Basically I want to move files to another server on creation preserving the directory structure. I have a solution put it lacks elegance. Also I feel like I’m missing the obvious answer, so thanks in advance for your help and I totally understand if this bores you.
The situation
I have server with limited disk space (let’s call it ‘Tiny’) and a storage server. Tiny creates files every once in a while. I want to store them automatically on the storage server and remove the originals when it’s safe. I have to retain the directory structure of tiny. I don’t know in advance how the dir structure looks like. That is, all files are created in the directory /some/dir/ but sudirectories of this are created on the fly. They should be sotred in /other/fold/ on the storege server preserving the substcrutre under /some/dir. E.g:
/some/dir/bla/foo/bar/snap_001a on tiny —> becomes /other/fold/bla/foo/bar/snap_001a on the storage server. They are all called snap_xxxx wgere xxxx is a four letter alphanumeric string.
My old solution
Now I was thinking to loop over files and scp them. Once scp is finished and returns without error the files on tiny are removed with rm.
#!/bin/bash
# This is invoked by a cronjob ever once in a while.

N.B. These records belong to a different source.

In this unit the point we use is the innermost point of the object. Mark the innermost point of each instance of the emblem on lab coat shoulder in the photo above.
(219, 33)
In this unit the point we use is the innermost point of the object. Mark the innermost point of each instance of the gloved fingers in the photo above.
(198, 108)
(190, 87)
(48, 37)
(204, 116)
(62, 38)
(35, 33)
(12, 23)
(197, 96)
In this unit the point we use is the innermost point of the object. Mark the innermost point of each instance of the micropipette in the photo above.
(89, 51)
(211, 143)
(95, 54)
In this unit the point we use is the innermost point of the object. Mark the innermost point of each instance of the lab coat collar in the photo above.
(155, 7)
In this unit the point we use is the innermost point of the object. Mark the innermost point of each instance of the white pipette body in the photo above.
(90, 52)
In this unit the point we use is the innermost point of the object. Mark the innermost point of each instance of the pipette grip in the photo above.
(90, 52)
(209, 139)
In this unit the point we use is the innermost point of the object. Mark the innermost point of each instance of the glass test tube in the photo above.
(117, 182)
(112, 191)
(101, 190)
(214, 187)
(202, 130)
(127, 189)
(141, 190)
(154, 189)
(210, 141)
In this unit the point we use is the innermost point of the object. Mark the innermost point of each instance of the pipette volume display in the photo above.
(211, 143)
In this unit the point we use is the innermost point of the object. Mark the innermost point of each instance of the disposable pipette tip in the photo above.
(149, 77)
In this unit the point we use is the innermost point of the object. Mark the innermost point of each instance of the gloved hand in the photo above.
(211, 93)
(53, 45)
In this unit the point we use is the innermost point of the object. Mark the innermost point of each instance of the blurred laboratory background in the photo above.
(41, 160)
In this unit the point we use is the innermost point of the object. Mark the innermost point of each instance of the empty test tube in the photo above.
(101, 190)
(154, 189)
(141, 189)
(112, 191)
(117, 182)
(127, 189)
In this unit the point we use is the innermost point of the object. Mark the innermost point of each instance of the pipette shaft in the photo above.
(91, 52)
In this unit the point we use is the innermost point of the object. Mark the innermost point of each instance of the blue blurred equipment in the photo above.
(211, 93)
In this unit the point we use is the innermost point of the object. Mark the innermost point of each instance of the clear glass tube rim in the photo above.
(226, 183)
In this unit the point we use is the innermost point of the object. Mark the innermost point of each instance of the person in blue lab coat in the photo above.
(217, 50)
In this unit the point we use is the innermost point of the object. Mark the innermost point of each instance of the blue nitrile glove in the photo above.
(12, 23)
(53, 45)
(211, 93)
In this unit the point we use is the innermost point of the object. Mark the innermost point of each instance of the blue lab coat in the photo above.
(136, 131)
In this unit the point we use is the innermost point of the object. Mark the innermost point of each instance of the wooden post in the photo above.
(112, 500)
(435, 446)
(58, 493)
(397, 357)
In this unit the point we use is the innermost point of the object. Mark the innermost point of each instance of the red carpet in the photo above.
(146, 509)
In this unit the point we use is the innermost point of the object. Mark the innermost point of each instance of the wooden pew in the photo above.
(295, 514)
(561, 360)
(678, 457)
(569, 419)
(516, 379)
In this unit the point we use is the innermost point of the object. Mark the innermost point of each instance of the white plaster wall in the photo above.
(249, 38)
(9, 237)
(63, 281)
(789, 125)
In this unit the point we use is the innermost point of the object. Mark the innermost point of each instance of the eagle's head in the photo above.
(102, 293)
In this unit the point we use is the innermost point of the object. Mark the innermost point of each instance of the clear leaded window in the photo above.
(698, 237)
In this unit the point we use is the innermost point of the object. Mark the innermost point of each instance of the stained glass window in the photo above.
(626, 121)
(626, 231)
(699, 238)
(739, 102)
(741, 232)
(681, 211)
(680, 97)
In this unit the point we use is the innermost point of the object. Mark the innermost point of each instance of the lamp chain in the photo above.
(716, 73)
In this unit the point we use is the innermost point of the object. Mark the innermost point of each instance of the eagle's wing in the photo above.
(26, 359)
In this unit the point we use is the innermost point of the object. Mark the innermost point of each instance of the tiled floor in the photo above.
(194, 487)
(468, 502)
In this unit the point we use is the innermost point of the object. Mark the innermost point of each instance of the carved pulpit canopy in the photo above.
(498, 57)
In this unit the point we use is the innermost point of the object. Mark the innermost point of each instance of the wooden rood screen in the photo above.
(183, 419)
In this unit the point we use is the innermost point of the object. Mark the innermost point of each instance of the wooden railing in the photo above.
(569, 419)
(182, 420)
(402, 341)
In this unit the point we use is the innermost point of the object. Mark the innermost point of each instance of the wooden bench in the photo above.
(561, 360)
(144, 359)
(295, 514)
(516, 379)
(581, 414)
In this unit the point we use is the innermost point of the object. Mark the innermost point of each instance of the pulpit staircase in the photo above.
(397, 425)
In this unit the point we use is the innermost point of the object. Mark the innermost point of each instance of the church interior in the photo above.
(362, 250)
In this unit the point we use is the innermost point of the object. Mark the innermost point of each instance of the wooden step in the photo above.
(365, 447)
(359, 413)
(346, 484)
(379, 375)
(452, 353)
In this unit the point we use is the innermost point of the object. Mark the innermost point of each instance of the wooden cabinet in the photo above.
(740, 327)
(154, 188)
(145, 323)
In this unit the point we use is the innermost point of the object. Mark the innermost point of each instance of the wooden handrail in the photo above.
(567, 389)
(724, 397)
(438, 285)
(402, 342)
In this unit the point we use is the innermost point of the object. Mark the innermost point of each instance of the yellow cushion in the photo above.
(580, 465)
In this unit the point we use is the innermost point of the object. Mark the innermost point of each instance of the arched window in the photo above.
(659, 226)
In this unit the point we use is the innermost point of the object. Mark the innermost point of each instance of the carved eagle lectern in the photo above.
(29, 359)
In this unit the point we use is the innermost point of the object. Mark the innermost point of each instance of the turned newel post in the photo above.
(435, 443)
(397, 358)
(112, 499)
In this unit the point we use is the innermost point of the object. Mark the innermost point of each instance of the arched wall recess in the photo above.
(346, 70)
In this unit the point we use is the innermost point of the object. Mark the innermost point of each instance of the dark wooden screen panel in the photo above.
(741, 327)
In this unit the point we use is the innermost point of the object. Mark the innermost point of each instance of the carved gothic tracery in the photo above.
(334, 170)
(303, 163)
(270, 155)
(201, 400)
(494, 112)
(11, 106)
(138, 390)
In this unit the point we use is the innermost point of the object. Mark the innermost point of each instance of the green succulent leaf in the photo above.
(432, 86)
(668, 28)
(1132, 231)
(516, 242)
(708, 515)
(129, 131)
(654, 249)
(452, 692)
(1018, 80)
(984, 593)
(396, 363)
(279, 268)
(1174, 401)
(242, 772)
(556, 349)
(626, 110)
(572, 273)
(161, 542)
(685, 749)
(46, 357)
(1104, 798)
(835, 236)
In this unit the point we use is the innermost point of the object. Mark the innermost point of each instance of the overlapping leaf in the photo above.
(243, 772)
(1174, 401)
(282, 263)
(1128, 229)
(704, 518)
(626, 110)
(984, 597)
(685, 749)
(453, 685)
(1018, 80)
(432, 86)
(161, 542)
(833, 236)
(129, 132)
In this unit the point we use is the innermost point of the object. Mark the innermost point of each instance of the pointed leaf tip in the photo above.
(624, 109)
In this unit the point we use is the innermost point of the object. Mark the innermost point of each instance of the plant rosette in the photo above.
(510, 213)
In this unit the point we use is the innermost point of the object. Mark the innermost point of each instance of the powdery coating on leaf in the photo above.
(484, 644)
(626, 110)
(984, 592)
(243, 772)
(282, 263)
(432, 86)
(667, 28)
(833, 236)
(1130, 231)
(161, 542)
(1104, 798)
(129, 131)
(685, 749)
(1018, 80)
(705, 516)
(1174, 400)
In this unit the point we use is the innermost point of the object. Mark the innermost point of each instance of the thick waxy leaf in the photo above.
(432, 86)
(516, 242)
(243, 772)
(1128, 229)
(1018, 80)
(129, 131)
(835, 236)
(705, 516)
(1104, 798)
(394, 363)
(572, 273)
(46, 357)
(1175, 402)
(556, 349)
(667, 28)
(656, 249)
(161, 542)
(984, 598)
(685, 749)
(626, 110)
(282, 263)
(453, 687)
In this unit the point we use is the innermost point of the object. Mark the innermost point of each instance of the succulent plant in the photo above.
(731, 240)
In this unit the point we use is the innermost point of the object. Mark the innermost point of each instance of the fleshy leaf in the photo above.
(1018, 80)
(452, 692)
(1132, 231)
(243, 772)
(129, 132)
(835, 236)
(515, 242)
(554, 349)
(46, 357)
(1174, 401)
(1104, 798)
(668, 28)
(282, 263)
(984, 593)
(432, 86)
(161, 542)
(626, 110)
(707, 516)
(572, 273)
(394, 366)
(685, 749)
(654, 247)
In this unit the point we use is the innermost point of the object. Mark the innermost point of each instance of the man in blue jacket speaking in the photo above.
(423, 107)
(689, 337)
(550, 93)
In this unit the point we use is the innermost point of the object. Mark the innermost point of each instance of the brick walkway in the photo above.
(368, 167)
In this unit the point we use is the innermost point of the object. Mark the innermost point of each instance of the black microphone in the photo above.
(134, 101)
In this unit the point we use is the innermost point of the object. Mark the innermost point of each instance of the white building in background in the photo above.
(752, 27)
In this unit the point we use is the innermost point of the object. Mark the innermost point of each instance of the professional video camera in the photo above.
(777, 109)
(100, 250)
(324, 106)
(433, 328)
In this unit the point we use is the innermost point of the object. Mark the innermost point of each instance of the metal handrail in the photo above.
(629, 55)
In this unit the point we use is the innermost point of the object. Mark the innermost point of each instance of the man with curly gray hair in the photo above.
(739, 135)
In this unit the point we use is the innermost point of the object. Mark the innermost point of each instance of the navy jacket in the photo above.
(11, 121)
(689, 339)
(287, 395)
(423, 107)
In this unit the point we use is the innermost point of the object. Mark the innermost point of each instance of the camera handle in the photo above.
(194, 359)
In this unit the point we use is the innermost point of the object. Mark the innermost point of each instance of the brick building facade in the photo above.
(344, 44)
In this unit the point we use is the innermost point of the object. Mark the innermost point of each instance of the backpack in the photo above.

files=$(find /some/dir/ -name snap_*)
IFS='
'
for current in $files; do
name=$(basename $current) # Get base name (i.e. strip directory)
dir=$(dirname $current) # Get the directory name of the curent file on tiny
dir=${dir/\/some\/dir/\/other\/fold} # Replace the directory root on tiny with the root on the storage server
ssh -i keyfile myuser@storage.server.net \
mkidir -p $dir # create the directory on the storage server and all parents if needed
scp -i keyfile $current myuser@storage.server.net:$dir$name \
&& rm $current # remove files on success
done
This however strikes me as unnecssarily complicated and maybe error prone. I thought of rsync but when coping single files, there is no option to create a directory and it’s parents if they don’t exist. Does anyone have an idea, better than mine?
What I ended up using after this thread
rsync -av --remove-sent-files --prune-empty-dirs \
-e 'ssh -i /full/path/to/keyfile' \
--include="*/" --include="snap_*" --exclude="*" \
/some/dir/ myuser@storage.server.com:/other/fold/
More recent versions then the one I was using take --remove-source-files instead of --remove-sent-files. The former being more of a telling name in that it’s clearer what files are deleted. Also --dry-run is a good option to test your parameters BEFORE actually using rsync.
Thanks to Alex Howansky for the solution and to Douglas Leeder for caring!
See the –include option.
Just specify it on the command line.
See the –remove-source-files option.